I know doctors are human but to imply they get influenced by fashion rather than science in their professional practice is ridiculous.

cthea · 20/03/2009 23:43

Notnowbernard - there, you see, you qualified that in so many ways, it's not just the BMI. Important decisions are not based only on that alone.

Please note that I'm only defending the blasted BMI because of the anti-science undertones in a couple of posts.

dizietsma · 20/03/2009 23:44

"That's so ridiculous. Do you think they all read Heat rather than the Lancet?"

Ha!

  1. I worked in a hospital, and some doctors really do.

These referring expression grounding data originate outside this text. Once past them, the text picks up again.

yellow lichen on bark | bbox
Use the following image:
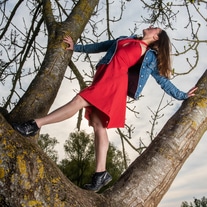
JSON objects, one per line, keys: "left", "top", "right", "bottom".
{"left": 44, "top": 184, "right": 51, "bottom": 200}
{"left": 196, "top": 98, "right": 207, "bottom": 108}
{"left": 17, "top": 154, "right": 27, "bottom": 177}
{"left": 51, "top": 177, "right": 61, "bottom": 184}
{"left": 1, "top": 137, "right": 15, "bottom": 158}
{"left": 36, "top": 157, "right": 45, "bottom": 179}
{"left": 27, "top": 200, "right": 43, "bottom": 207}
{"left": 21, "top": 197, "right": 44, "bottom": 207}
{"left": 54, "top": 193, "right": 66, "bottom": 207}
{"left": 17, "top": 154, "right": 32, "bottom": 190}
{"left": 0, "top": 167, "right": 4, "bottom": 179}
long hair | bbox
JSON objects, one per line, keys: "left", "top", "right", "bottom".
{"left": 150, "top": 30, "right": 172, "bottom": 79}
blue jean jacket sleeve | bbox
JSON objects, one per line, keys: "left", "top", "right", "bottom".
{"left": 151, "top": 69, "right": 188, "bottom": 100}
{"left": 74, "top": 36, "right": 132, "bottom": 54}
{"left": 74, "top": 39, "right": 116, "bottom": 53}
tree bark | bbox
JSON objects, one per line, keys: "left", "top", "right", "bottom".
{"left": 0, "top": 115, "right": 110, "bottom": 207}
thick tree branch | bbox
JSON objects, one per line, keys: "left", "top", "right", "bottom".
{"left": 42, "top": 0, "right": 56, "bottom": 33}
{"left": 61, "top": 0, "right": 99, "bottom": 41}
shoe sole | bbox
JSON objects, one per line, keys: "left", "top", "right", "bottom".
{"left": 94, "top": 177, "right": 112, "bottom": 192}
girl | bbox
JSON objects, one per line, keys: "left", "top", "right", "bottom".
{"left": 13, "top": 26, "right": 197, "bottom": 192}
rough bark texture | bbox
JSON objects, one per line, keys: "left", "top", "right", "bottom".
{"left": 0, "top": 117, "right": 109, "bottom": 207}
{"left": 104, "top": 69, "right": 207, "bottom": 206}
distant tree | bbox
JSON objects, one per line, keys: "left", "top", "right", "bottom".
{"left": 58, "top": 130, "right": 129, "bottom": 190}
{"left": 181, "top": 196, "right": 207, "bottom": 207}
{"left": 38, "top": 133, "right": 59, "bottom": 163}
{"left": 59, "top": 131, "right": 95, "bottom": 187}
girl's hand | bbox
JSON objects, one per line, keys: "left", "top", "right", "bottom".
{"left": 187, "top": 86, "right": 198, "bottom": 97}
{"left": 63, "top": 36, "right": 74, "bottom": 50}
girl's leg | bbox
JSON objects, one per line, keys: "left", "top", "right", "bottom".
{"left": 13, "top": 95, "right": 90, "bottom": 136}
{"left": 90, "top": 110, "right": 109, "bottom": 172}
{"left": 84, "top": 108, "right": 112, "bottom": 192}
{"left": 35, "top": 95, "right": 90, "bottom": 128}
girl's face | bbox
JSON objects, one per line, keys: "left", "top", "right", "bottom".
{"left": 143, "top": 26, "right": 162, "bottom": 40}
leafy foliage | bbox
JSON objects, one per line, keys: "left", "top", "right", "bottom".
{"left": 59, "top": 131, "right": 95, "bottom": 187}
{"left": 181, "top": 196, "right": 207, "bottom": 207}
{"left": 58, "top": 130, "right": 129, "bottom": 190}
{"left": 38, "top": 133, "right": 59, "bottom": 163}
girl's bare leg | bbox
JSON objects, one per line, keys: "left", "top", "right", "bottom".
{"left": 35, "top": 95, "right": 90, "bottom": 128}
{"left": 90, "top": 109, "right": 109, "bottom": 172}
{"left": 13, "top": 95, "right": 90, "bottom": 137}
{"left": 84, "top": 108, "right": 112, "bottom": 192}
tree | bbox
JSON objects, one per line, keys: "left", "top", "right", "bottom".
{"left": 58, "top": 131, "right": 128, "bottom": 189}
{"left": 181, "top": 196, "right": 207, "bottom": 207}
{"left": 59, "top": 131, "right": 95, "bottom": 187}
{"left": 0, "top": 0, "right": 207, "bottom": 206}
{"left": 38, "top": 133, "right": 59, "bottom": 163}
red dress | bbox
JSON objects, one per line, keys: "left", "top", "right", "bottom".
{"left": 79, "top": 39, "right": 147, "bottom": 128}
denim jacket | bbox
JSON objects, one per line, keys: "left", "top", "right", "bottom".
{"left": 74, "top": 36, "right": 188, "bottom": 100}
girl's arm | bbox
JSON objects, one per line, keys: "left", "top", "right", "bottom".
{"left": 63, "top": 35, "right": 116, "bottom": 53}
{"left": 187, "top": 86, "right": 198, "bottom": 97}
{"left": 64, "top": 36, "right": 74, "bottom": 50}
{"left": 151, "top": 69, "right": 197, "bottom": 100}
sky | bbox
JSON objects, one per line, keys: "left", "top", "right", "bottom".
{"left": 1, "top": 0, "right": 207, "bottom": 206}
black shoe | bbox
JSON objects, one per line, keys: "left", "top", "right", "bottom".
{"left": 12, "top": 120, "right": 39, "bottom": 137}
{"left": 84, "top": 171, "right": 112, "bottom": 192}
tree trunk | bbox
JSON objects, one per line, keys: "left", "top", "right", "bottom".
{"left": 0, "top": 70, "right": 206, "bottom": 207}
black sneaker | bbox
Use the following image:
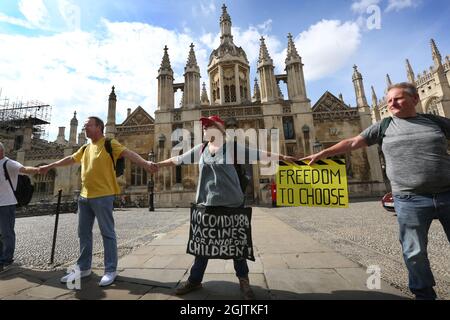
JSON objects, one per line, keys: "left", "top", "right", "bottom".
{"left": 175, "top": 281, "right": 202, "bottom": 295}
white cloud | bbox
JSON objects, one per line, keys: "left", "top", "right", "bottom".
{"left": 0, "top": 12, "right": 33, "bottom": 29}
{"left": 351, "top": 0, "right": 381, "bottom": 13}
{"left": 386, "top": 0, "right": 419, "bottom": 12}
{"left": 0, "top": 16, "right": 361, "bottom": 141}
{"left": 18, "top": 0, "right": 50, "bottom": 29}
{"left": 279, "top": 20, "right": 361, "bottom": 81}
{"left": 257, "top": 19, "right": 273, "bottom": 33}
{"left": 0, "top": 20, "right": 196, "bottom": 141}
{"left": 58, "top": 0, "right": 81, "bottom": 31}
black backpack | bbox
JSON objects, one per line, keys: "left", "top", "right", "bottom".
{"left": 3, "top": 160, "right": 34, "bottom": 207}
{"left": 81, "top": 138, "right": 125, "bottom": 177}
{"left": 377, "top": 113, "right": 450, "bottom": 146}
{"left": 201, "top": 141, "right": 251, "bottom": 194}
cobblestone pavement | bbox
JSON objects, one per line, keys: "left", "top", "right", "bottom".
{"left": 13, "top": 208, "right": 190, "bottom": 270}
{"left": 11, "top": 202, "right": 450, "bottom": 300}
{"left": 265, "top": 201, "right": 450, "bottom": 300}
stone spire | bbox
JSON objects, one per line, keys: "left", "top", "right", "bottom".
{"left": 105, "top": 86, "right": 117, "bottom": 138}
{"left": 220, "top": 4, "right": 233, "bottom": 43}
{"left": 431, "top": 38, "right": 443, "bottom": 69}
{"left": 185, "top": 43, "right": 200, "bottom": 72}
{"left": 258, "top": 37, "right": 273, "bottom": 67}
{"left": 201, "top": 82, "right": 210, "bottom": 106}
{"left": 253, "top": 78, "right": 261, "bottom": 102}
{"left": 285, "top": 33, "right": 307, "bottom": 101}
{"left": 406, "top": 59, "right": 415, "bottom": 84}
{"left": 386, "top": 73, "right": 393, "bottom": 89}
{"left": 159, "top": 45, "right": 173, "bottom": 74}
{"left": 352, "top": 65, "right": 368, "bottom": 108}
{"left": 371, "top": 86, "right": 378, "bottom": 108}
{"left": 257, "top": 37, "right": 278, "bottom": 103}
{"left": 285, "top": 33, "right": 301, "bottom": 65}
{"left": 69, "top": 111, "right": 78, "bottom": 145}
{"left": 157, "top": 46, "right": 174, "bottom": 110}
{"left": 184, "top": 43, "right": 201, "bottom": 108}
{"left": 339, "top": 93, "right": 344, "bottom": 102}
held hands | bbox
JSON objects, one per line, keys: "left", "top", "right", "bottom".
{"left": 300, "top": 152, "right": 323, "bottom": 166}
{"left": 144, "top": 161, "right": 159, "bottom": 173}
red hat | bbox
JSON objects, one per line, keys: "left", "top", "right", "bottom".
{"left": 200, "top": 115, "right": 225, "bottom": 128}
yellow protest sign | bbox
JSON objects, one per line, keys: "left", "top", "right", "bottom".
{"left": 276, "top": 159, "right": 349, "bottom": 208}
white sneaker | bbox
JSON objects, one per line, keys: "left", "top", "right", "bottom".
{"left": 60, "top": 267, "right": 92, "bottom": 283}
{"left": 99, "top": 271, "right": 117, "bottom": 287}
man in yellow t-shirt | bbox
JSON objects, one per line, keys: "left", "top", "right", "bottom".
{"left": 39, "top": 116, "right": 157, "bottom": 287}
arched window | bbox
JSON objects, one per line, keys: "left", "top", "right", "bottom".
{"left": 282, "top": 116, "right": 295, "bottom": 140}
{"left": 230, "top": 85, "right": 236, "bottom": 102}
{"left": 224, "top": 85, "right": 230, "bottom": 103}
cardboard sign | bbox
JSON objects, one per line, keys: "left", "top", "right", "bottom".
{"left": 276, "top": 159, "right": 349, "bottom": 208}
{"left": 187, "top": 205, "right": 255, "bottom": 261}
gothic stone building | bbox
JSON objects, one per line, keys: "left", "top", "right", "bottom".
{"left": 4, "top": 5, "right": 449, "bottom": 206}
{"left": 149, "top": 5, "right": 385, "bottom": 207}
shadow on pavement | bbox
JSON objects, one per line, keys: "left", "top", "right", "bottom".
{"left": 0, "top": 267, "right": 409, "bottom": 300}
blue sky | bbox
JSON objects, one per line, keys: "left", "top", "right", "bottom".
{"left": 0, "top": 0, "right": 449, "bottom": 141}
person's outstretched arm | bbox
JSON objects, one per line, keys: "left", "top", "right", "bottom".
{"left": 38, "top": 156, "right": 76, "bottom": 174}
{"left": 156, "top": 157, "right": 179, "bottom": 168}
{"left": 301, "top": 135, "right": 368, "bottom": 166}
{"left": 19, "top": 166, "right": 39, "bottom": 175}
{"left": 120, "top": 149, "right": 158, "bottom": 173}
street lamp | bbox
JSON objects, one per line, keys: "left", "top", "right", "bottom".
{"left": 148, "top": 150, "right": 155, "bottom": 212}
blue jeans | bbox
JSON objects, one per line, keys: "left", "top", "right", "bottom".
{"left": 394, "top": 190, "right": 450, "bottom": 299}
{"left": 77, "top": 196, "right": 117, "bottom": 273}
{"left": 0, "top": 205, "right": 16, "bottom": 265}
{"left": 188, "top": 256, "right": 249, "bottom": 284}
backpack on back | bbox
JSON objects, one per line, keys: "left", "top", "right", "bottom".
{"left": 81, "top": 138, "right": 124, "bottom": 177}
{"left": 377, "top": 113, "right": 450, "bottom": 146}
{"left": 3, "top": 160, "right": 34, "bottom": 207}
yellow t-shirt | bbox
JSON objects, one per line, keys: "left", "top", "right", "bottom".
{"left": 72, "top": 137, "right": 127, "bottom": 199}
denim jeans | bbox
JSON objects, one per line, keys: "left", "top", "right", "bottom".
{"left": 188, "top": 256, "right": 249, "bottom": 284}
{"left": 0, "top": 205, "right": 16, "bottom": 265}
{"left": 77, "top": 196, "right": 117, "bottom": 273}
{"left": 394, "top": 190, "right": 450, "bottom": 299}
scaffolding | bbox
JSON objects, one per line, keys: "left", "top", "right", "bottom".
{"left": 0, "top": 89, "right": 52, "bottom": 141}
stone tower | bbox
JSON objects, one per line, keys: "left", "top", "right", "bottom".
{"left": 285, "top": 33, "right": 307, "bottom": 101}
{"left": 69, "top": 111, "right": 78, "bottom": 145}
{"left": 208, "top": 5, "right": 251, "bottom": 105}
{"left": 352, "top": 66, "right": 384, "bottom": 183}
{"left": 105, "top": 86, "right": 116, "bottom": 138}
{"left": 352, "top": 65, "right": 369, "bottom": 109}
{"left": 257, "top": 36, "right": 278, "bottom": 103}
{"left": 157, "top": 46, "right": 175, "bottom": 111}
{"left": 184, "top": 43, "right": 201, "bottom": 109}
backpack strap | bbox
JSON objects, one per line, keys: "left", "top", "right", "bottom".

  2. Above point about reading other magazines and newspapers is quite correct. Just cos you're a doctor doesn't mean you live in cloistered isolation from media!

OP posts:
laza222 · 20/03/2009 23:46

I HATE the BMI! When I was at university, I had to go to the doctors fairly regularly for the contraceptive injection I was on and my BMI was between 15-17 at the time which is apparently hugely underweight and meant that I MUST have an eating disorder. The amount of times I had to sit there and listen to a doctor or nurse ask me in a patronising tone 'are you sure you don't have an eating disorder'...it made me so upset! It got to the point where I felt under so much pressure and stress to put on weight that I am sure I was losing weight from the stress.

There was one time when me and my partner were in an M&S cafe. We were just having a lunch and each had a wrap or a sandwhich and a muffin. I would have at this point already have snacked on crap all morning as my partner has always been a late riser, particularly as a student and I would wake up hours before him and eat loads of studenty junk such as crisps, left over pizza from the night before, any other crap I could find! I was physically trying to force feed myself to eat this muffin just because I felt I had to be seen to be trying to put on weight and because of a developed paranoia that everyone must think that because I was skinny, I was anorexic, because that was what the doctors were telling me. My partner eventually said 'for fuck sake (insert my name). This is ridiculous. You look in pain eating it. You aren't hungry so don't make yourself eat it, it's silly'.

When I moved back to my birth town I went to see a doctor or nurse for my contraceptive injection. When she came to weigh me I explained to her first that for the previous couple of years my doctors in my uni town had told me that my BMI was 15/16/17 and that it meant I must have a problem and she looked at me and said 'well have you always been naturally skinny'. I said yes and she shrugged and said 'well honestly, don't let it bother you. The BMI isn't that accurate. It was such a relief as I was (am) a pretty anxious person anyway and it had been playing on my mind for so long.

so for that reason I think YANBU as I hate the bloody system.

dittany · 20/03/2009 23:47

This reply has been deleted

Message withdrawn at poster's request.

SENSESofTOUCH · 20/03/2009 23:47

cthea...a BMI of 17.5 or less puts you into the anorexic category. And diagnosis of anorexia is based mainly on physical symptoms...which makes me

That is not to say that a thin person would be diagnosed anorexic with no psychological symptoms, but that somebody with all the psychological symptoms, and the same level of damage to their body, would NOT be diagnosed and therefore offered more options, if they did ot fall into the anorexic BMI range.